IS 'selling human organs to boost finances'

IS 'selling human organs to boost finances'
The militant group reportedly is harvesting organs from dead fighters and hostages to fuel its terrorist activities.
2 min read
04 March, 2015
Corpses line up outside a hospital in Mosul [AFP]

The Islamic State group in Iraq has reportedly been recruiting foreign doctors to harvest human organs from IS fighters killed in battle and hostages and sell to boost revenues.

"These operations need advanced equipment and specialist doctors. Organs also need to be harvested soon after death," said Jinan Ihsan Ali, an internal medicine and heart specialist.

     Dozens of doctors have been killed by IS in Mosul for refusing to harvest organs from corpses or living people.
- Medical sources in Mosul.

Ali said organs needed to be preserved in cold storage boxes and are damaged if the temperature rises above 37C. She doubted hospitals in Mosul in northern Iraq, the largest city controlled by IS, would be equipped to carry out the procedure.

However, medical sources in Mosul say IS has recruited foreign doctors to harvest organs - especially hearts, kidneys and livers. They argue the group has a specialised unit that smuggles the organs into neighbouring countries, from where organised organ trade networks sell them to international buyers.

"Dozens of doctors have been killed by IS in Mosul for refusing to harvest organs from corpses or living people," according to the sources.

IS relies on the trade in human organs as one of its main sources of income in Iraq, according to a security specialist at the Baghdad-based Alnahrain Centre for Strategic Studies, part of the Iraqi government's National Security Advisory, speaking on condition of anonymity.

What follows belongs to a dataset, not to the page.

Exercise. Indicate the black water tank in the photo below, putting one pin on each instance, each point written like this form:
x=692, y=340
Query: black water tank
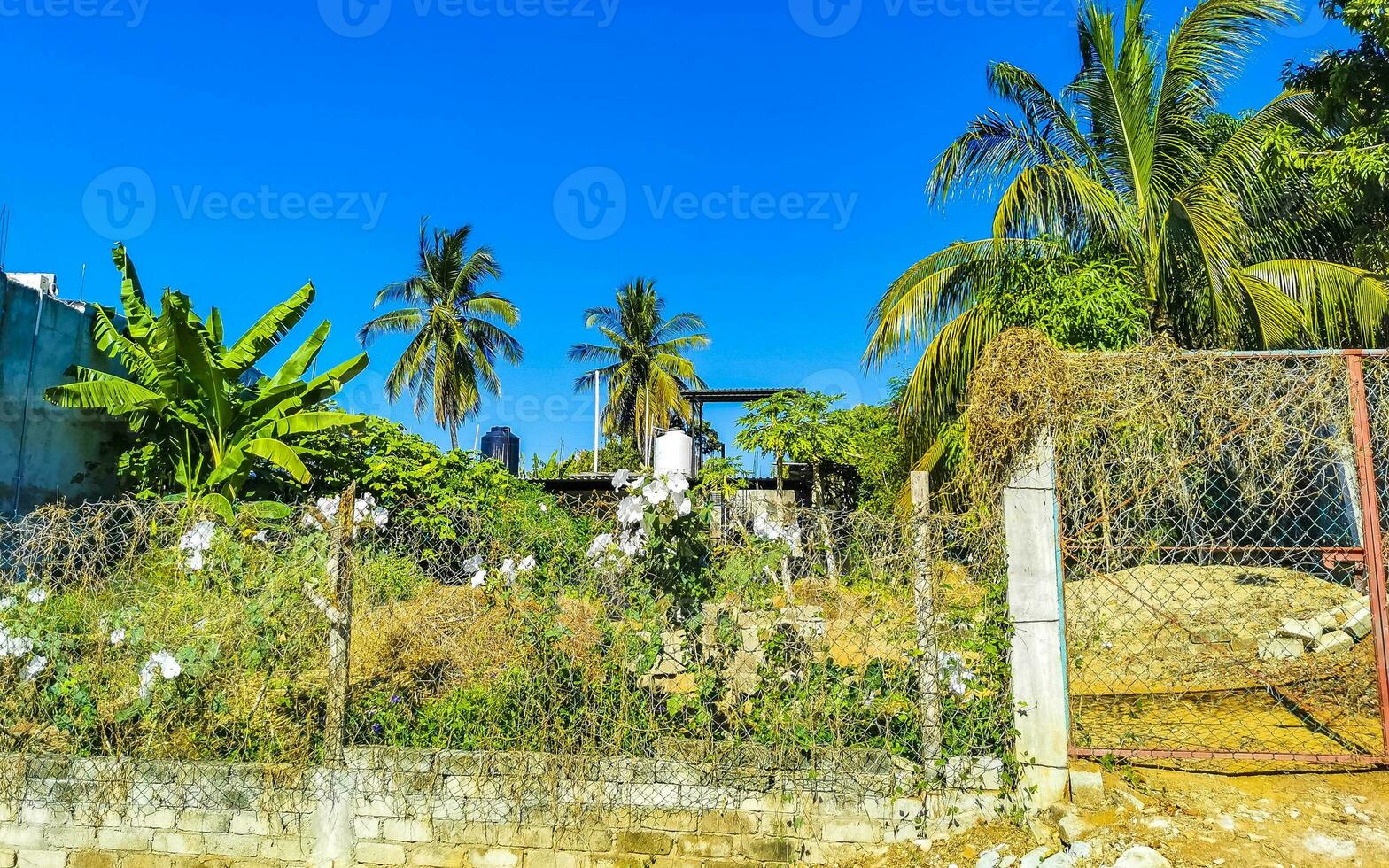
x=504, y=446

The specialist said that most organs were harvested in Qayyara clinic in the south of Mosul and Mosul general hospital. IS also, reportedly, removes blood and kidneys from its captives before killing them.

"The Iraqi government has recently discovered mass graves containing bodies with missing organs. It has also intercepted calls in which IS members talk about obtaining human organs," the security specialist added.

In February 2015, Mohammad al-Hakim, the Iraqi ambassador to the UN, asked the UN Security Council (UNSC) to investigate reports IS was trading in human organs to fund terrorist activities in Iraq and Syria.

Nickolay Mladenov, the UN Secretary General's Special Representative for Iraq, also told the UNSC reports suggest IS's has been increasingly using the organ trade as a source of income.

This article is an edited translation from our Arabic edition.